Many enterprises are experimenting with and adopting automation and large language models or LLMs, but only a few have translated those efforts into scalable changes. In this perspective piece, Syren’s Director of Engineering, Bharat Kumar Meda draws from hands-on experience leading AI system development at Syren to highlight a core issue: fragmented tools and pilot projects have not yet evolved into intelligent, enterprise-wide workflows.
At Syren, working closely with supply chain and operations teams across industries, we’ve first observed a growing disconnect - while LLMs and enterprise automation platforms are finding their way into isolated use cases, customer support tickets, analytics summaries, workflow triggers, there’s still no cohesive system that pulls it all together.
This leads to disconnected point solutions that deliver short-term wins but fall short of enabling truly adaptive, intelligent operations.
In his article, Bharat has explored what’s missing from the widely adopted automation strategies, i.e., lack of orchestration, explainability, and semantic context.

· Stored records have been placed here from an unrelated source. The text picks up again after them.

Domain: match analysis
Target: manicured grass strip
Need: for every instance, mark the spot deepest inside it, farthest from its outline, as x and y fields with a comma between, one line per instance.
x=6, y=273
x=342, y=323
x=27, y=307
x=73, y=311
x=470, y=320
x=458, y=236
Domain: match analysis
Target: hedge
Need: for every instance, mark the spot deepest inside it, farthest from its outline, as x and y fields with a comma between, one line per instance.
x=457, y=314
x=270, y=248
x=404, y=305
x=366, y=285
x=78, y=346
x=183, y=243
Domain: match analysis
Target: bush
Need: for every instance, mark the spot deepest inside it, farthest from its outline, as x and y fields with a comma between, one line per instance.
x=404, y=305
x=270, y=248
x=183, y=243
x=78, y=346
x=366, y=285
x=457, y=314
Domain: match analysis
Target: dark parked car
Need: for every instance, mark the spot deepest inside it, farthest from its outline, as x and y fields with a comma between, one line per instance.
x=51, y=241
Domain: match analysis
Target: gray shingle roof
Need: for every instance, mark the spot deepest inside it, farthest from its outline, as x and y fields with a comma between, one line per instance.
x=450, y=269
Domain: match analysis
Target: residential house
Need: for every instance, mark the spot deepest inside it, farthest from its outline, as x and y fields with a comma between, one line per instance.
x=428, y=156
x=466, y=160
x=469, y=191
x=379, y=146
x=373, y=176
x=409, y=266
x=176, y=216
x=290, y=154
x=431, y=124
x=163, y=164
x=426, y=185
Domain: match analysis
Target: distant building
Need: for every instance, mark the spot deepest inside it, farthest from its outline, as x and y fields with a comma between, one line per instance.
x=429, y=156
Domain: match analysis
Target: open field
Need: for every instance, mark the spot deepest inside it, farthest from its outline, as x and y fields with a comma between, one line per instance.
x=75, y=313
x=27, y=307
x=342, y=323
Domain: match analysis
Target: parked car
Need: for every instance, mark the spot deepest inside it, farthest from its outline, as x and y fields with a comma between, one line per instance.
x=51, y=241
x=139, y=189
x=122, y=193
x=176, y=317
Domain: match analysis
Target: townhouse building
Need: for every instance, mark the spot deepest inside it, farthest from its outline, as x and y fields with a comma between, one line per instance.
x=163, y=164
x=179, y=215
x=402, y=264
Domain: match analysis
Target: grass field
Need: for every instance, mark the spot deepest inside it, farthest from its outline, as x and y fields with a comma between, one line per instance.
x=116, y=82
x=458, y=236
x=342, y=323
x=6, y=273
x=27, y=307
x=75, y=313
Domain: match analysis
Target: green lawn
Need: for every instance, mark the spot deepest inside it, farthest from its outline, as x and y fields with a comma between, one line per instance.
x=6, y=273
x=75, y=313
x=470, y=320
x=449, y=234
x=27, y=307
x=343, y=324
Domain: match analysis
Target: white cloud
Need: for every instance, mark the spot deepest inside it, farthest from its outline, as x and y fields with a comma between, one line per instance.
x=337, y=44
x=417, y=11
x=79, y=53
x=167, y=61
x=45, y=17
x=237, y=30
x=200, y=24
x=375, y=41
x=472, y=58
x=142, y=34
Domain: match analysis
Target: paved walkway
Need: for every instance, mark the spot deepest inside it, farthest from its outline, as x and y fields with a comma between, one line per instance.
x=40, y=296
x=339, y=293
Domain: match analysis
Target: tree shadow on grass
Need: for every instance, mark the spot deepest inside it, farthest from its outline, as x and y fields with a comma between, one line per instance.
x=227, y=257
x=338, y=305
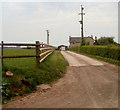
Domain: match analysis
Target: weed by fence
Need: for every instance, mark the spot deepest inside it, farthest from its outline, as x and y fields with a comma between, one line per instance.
x=39, y=47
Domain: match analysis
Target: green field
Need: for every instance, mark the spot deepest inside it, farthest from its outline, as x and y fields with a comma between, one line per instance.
x=27, y=75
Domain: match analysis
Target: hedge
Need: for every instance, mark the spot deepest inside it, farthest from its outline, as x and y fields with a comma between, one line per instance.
x=112, y=52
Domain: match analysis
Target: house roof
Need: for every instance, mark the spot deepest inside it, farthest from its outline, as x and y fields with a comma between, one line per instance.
x=77, y=39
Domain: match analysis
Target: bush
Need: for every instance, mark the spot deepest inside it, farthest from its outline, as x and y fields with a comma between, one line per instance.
x=112, y=52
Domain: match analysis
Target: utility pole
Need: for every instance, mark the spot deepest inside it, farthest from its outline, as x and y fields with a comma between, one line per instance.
x=47, y=37
x=81, y=22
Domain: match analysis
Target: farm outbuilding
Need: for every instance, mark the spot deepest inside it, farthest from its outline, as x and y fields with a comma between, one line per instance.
x=62, y=47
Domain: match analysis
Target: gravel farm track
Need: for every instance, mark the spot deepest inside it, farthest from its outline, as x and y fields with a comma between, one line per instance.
x=88, y=83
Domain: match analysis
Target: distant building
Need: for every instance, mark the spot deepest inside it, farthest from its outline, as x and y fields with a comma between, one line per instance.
x=76, y=41
x=62, y=47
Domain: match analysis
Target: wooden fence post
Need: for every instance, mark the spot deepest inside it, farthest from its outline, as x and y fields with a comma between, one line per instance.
x=2, y=53
x=37, y=53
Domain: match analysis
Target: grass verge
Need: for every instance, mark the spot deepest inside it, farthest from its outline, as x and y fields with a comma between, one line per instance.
x=27, y=76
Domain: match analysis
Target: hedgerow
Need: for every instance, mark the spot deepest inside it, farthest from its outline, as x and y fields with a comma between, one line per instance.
x=112, y=52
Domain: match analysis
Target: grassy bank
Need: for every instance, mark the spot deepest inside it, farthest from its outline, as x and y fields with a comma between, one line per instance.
x=105, y=53
x=27, y=76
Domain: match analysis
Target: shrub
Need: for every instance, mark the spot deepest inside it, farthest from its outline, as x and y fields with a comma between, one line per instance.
x=112, y=52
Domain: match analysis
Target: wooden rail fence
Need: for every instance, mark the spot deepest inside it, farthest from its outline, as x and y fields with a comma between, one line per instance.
x=39, y=47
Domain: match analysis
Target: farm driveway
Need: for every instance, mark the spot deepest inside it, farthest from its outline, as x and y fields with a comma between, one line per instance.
x=88, y=83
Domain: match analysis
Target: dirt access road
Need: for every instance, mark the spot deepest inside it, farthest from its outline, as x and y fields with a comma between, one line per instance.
x=88, y=83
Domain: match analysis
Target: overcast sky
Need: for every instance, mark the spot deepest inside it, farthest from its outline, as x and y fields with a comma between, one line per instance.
x=28, y=21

He outlines what it takes to move from scattered, pilot-stuck projects to truly resilient systems.
Challenges Faced by Enterprises
Bharat’s article is a reflection of why this is happening and what needs to change. He highlights 4 core breakdowns most enterprise automation projects face:
- Over-reliance on narrow tools like Retrieval-Augmented Generation (RAG) without the infrastructure to ground responses to reliable data.
- Siloed copilots developed independently across functions, without shared memory or orchestration.
- Workflows are built as API chains rather than structured processes with approvals, exception handling, and embedded logic.
- A lack of decision-making transparency reduces adoption in environments where compliance or trust is critical.
These technical oversights reflect a broader strategic gap. Enterprises haven’t yet redefined what workflows should look like in a world where systems can reason, adapt, and collaborate with humans. The tendency to treat automation as a convenience layer, rather than a re-architecture of operational logic keeps transformation stuck in “pilot mode.”
What Real Intelligent Workflows Require
Bharat outlines a systems-focused approach, and here’s how Syren builds on those same principles:
- AI agents that connect: Purpose-built modules that plug into workflows, reducing duplication and improving reusability.
- End‑to‑end orchestration: Workflows that include approvals, retries, exception handling, and human-in-the-loop flows.
- Unified semantic context: A central knowledge layer linking documents, conversations, system data, and events for grounded reasoning.
- Governance and observability built in: Full transparency into decision logic, data sources, and auditing to build user trust and meet compliance.
Conclusion
For enterprise automation to move beyond stuck pilots, the focus must shift from isolated tools to designing scalable systems with embedded logic, shared context, and trust at their core
At Syren, we believe that by investing in system-level design, cross-functional orchestration, and built-in governance, enterprises can unlock the full potential of LLMs that automate, adapt, learn, and lead. The future of enterprise is how intelligently the tools you adopt work together.